A María le vinieron a la cabeza un millón de pensamientos. Recordó la rabia cuando se enteró de aquella infidelidad; se sintió humillada, despreciada, y recordó otros muchos momentos en los que su matrimonio había entrado en crisis. Ella había querido conservar su hogar, tener hijos, contar en la vida de Luis y por eso cerraba los ojos tantas veces a la evidencia. Ahora ya no estaba segura de que valiera la pena luchar por conservar todo eso. Y obraba en consecuencia.
-Solo digo que te miro y ya no sé quien eres –continuó -. Nunca me hablas y tampoco me escuchas. Si quiero decirte algo te encierras en el despacho. Hay que estar en público para que te dignes contestarme. Yo solo quiero que reencontremos algo de lo que teníamos cuando nos casamos; quiero saber si podemos recuperar nuestra vida; quisiera que cuando entras en casa lo primero que hicieras no fuera encender la televisión o esconderte detrás del periódico. Me gustaría que me escucharas cuando quiero decir algo; quisiera que me contestaras con algo más que “sí, no, veremos” o “calla, que quiero oír las noticias” Apenas dices otra cosa ¿no te das cuenta?
-Vale, muy bien ¿y qué? ¿Tienes tú algo mejor de que hablar?
-Lo tenía; mejor dicho, lo teníamos. Antes había muchas cosas sobre las que conversar, mucho que compartir. Y me escuchabas.
-Antes era antes, y ahora es ahora – respondió Luis, encogiéndose de hombros.
-Ya. Ahora llevamos siete años casados. Tiempo suficiente para haber agotado las ganas de conversación.
Luis, echó el cuerpo hacia atrás en la silla y cruzó los brazos sobre el pecho. Esbozó una sonrisa displicente.
-Será que es muy importante que te escuche mientas me cuentas lo difícil que es fregar los platos.
Por un momento Luis creyó que su mujer iba a contestarle y no quiso esperar. Volvió a acercar su rostro al de su mujer. Las palabras sonaron como insultos.
-¿Y si yo no quiero hacer otra cosa? ¿Si no quiero cambiar?
Ella le miró a los ojos y contestó con firmeza:
–Me iré. Y ahora mismo. No puedo vivir así.
Luis le sostuvo la mirada un momento y luego se acomodó mejor en la silla, cogió el periódico y volvió a la página de deportes.
María se puso en pie; se abotonó el abrigo, tomó el bolso y salió de la cafetería. En el bolsillo esperaba el billete de tren para Lisboa.
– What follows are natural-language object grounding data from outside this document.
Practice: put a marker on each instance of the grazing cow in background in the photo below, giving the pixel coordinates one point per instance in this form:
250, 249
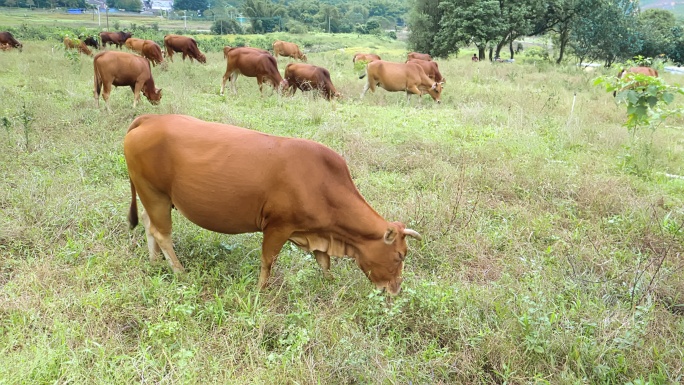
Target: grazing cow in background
114, 38
627, 73
367, 57
393, 77
186, 45
431, 69
152, 51
284, 48
90, 41
309, 77
234, 180
6, 38
77, 45
252, 63
135, 44
124, 69
421, 56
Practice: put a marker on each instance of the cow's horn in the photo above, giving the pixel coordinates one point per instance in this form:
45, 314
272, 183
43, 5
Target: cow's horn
412, 233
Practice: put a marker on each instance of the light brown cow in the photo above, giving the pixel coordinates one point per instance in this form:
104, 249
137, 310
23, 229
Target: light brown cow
309, 77
393, 77
625, 73
115, 38
421, 56
234, 180
431, 69
367, 57
185, 45
124, 69
135, 44
252, 63
284, 48
6, 38
152, 51
77, 45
Ya vería si Andrés resultaba ser mejor compañía que la que dejaba atrás. Pensó que había sabido llevar a Luis a su terreno fácilmente; era de suponer que él no aceptaría nada de lo que ella le pidiera. Llamaría a casa y que Juanita le bajara las maletas a la portería. Tenía el tiempo justo para llegar a la estación.
Luis, en la cafetería, sacó el móvil del bolsillo y marcó un número. Cuando obtuvo respuesta, dijo:
–Carmen: está hecho y ha sido muy fácil. No, no se ha puesto histérica; ya te contaré. ¿Cenamos en el “Bristol” esta noche?